Why should the public care about AI training data?

Why should the public care about AI training data?
Photo by Eddi Aguirre / Unsplash

Artificial Intelligence technologies are being rolled out quickly in many parts of the world. From the digital assistants on our phones to underlying systems that influence what news we see and what opportunities we encounter. The data used to train these systems impacts their performance and behavior.

These technologies can address social challenges when designed with care, but they can also reinforce existing inequalities or create new problems when they’re driven by unrepresentative, skewed or toxic data. 

AI systems often reflect, magnify, magnify and reproduce existing societal biases, resulting in discriminatory outcomes with outsized harms. These problems begin with the data used to train AI systems.

Public participation in creating AI training data is essential. Any data created in controlled, artificial contexts will struggle to represent the full, beautiful diversity of human people. To serve the public interest, we need to engage the public in creating AI training data. 

What is wrong with current approaches to data creation?

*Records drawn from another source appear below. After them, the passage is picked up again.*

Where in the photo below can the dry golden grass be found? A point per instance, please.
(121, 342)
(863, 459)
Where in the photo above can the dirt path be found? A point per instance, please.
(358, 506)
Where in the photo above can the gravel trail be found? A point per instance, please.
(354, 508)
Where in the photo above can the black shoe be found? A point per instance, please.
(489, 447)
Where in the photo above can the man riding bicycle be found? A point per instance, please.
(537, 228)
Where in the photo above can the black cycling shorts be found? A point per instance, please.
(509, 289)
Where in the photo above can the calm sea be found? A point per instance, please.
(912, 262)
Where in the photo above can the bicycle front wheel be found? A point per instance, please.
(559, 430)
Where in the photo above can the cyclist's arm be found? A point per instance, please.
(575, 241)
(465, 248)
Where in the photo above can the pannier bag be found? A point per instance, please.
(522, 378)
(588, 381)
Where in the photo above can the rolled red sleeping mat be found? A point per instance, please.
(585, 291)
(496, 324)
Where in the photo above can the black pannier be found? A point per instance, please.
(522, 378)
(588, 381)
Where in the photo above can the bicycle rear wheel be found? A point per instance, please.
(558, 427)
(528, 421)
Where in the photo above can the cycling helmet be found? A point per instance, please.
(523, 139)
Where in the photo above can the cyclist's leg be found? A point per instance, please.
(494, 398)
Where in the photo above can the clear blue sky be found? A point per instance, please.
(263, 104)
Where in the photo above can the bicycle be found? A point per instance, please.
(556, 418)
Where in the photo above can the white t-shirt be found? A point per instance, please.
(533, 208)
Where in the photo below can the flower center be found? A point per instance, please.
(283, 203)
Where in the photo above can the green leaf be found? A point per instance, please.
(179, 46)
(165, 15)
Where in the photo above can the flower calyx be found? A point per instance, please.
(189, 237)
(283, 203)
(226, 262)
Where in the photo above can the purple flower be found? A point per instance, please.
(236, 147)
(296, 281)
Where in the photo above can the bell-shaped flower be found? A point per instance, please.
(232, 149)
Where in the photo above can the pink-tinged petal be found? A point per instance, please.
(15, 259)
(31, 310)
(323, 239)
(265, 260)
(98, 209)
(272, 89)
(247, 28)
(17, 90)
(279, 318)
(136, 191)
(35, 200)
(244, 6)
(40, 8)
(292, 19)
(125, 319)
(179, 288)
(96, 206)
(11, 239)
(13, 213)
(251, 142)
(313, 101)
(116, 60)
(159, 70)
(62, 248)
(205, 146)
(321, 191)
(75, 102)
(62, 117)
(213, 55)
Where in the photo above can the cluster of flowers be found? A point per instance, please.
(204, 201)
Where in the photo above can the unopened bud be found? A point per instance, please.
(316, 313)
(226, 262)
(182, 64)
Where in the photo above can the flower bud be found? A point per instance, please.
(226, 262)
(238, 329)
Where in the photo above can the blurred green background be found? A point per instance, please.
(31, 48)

Today's AI training data is primarily collected, controlled, and utilized by a relatively small number of technology companies. The current approach to data creation often involves  using vast quantities of web data that was not intended for that purpose. Given that 30%+ of the world’s population are not online, this compounds the issues of representation. Even widely used voice assistants support only a tiny fraction of the world's languages compared to community efforts like Wikipedia's 299 languages.

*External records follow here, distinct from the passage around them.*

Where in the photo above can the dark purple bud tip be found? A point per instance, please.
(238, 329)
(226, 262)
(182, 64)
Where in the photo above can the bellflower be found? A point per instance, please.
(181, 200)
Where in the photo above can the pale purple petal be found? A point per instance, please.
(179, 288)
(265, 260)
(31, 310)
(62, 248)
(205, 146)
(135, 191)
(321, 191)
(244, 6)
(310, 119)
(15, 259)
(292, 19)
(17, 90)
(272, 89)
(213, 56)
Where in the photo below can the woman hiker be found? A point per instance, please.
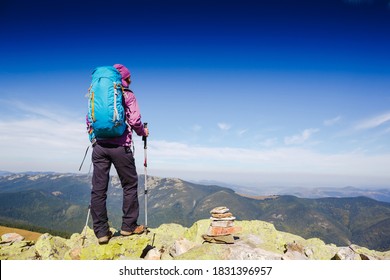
(117, 151)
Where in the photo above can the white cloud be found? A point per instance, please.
(196, 128)
(300, 138)
(41, 139)
(55, 140)
(224, 126)
(373, 122)
(333, 121)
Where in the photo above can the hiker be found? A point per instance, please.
(117, 151)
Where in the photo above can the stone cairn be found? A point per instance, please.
(222, 226)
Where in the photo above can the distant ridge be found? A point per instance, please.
(59, 202)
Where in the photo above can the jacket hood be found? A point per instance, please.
(125, 73)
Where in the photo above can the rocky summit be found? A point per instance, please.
(256, 240)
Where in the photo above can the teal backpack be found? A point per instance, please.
(106, 113)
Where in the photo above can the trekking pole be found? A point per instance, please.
(144, 138)
(86, 224)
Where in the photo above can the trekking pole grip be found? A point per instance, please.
(144, 138)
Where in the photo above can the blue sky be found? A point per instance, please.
(258, 93)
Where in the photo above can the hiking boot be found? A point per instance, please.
(105, 239)
(138, 230)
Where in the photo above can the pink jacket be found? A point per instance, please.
(133, 119)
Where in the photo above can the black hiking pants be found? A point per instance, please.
(123, 160)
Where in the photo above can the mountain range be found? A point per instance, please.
(58, 203)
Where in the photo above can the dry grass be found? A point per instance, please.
(28, 235)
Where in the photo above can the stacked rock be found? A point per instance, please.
(222, 226)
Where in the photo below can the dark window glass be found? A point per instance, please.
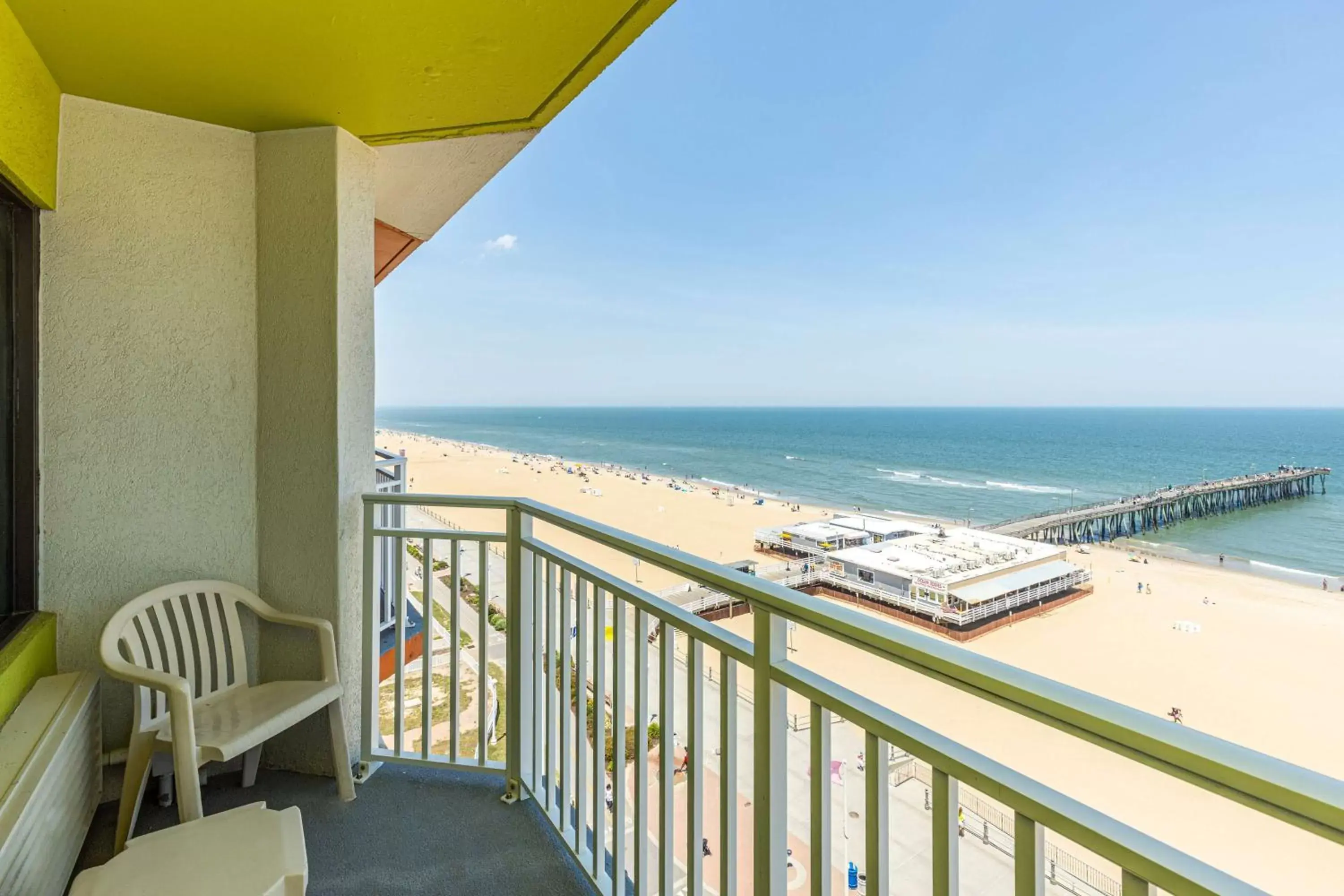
(18, 409)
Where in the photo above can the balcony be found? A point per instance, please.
(750, 727)
(503, 788)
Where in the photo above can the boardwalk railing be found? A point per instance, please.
(534, 726)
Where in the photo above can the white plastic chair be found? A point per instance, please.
(182, 645)
(250, 851)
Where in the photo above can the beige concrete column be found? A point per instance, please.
(315, 406)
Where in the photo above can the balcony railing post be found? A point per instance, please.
(1132, 884)
(945, 833)
(369, 723)
(769, 763)
(1029, 857)
(521, 636)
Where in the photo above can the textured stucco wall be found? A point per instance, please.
(315, 404)
(148, 393)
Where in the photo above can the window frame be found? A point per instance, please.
(23, 429)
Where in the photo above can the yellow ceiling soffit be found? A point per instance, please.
(389, 73)
(30, 116)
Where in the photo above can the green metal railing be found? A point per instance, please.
(560, 609)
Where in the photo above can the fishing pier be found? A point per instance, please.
(1108, 520)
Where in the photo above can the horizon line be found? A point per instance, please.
(873, 408)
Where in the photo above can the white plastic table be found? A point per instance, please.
(250, 851)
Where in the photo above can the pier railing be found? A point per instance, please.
(1129, 516)
(574, 628)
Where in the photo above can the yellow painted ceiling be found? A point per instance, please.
(389, 72)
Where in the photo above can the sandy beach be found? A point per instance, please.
(1262, 669)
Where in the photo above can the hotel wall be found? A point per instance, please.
(148, 393)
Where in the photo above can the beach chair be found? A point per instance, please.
(182, 646)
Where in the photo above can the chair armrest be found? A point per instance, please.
(326, 634)
(182, 719)
(170, 684)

Legal issues abound in using the public internet as primary training data - from copyright infringement to consent to fair use debates. Social norms too are hotly contested, there is anxiety about worker displacement, meaningful consent and the devaluation of creative industries. 

An AI ecosystem powered exclusively by market forces will always prioritise profitable applications while undervaluing critical work that could benefit society. This represents a fundamental misalignment between how AI training data is currently created and the broader public interest.

Why should public sector organisations and governments get involved in creating public AI data?

Public sector bodies have both the mandate and opportunity to ensure AI development serves everyone. Unlike private companies, which are primarily focused on profit maximisation, governments have a mandate to serve all their constituents, and deliver sustainable public benefit. 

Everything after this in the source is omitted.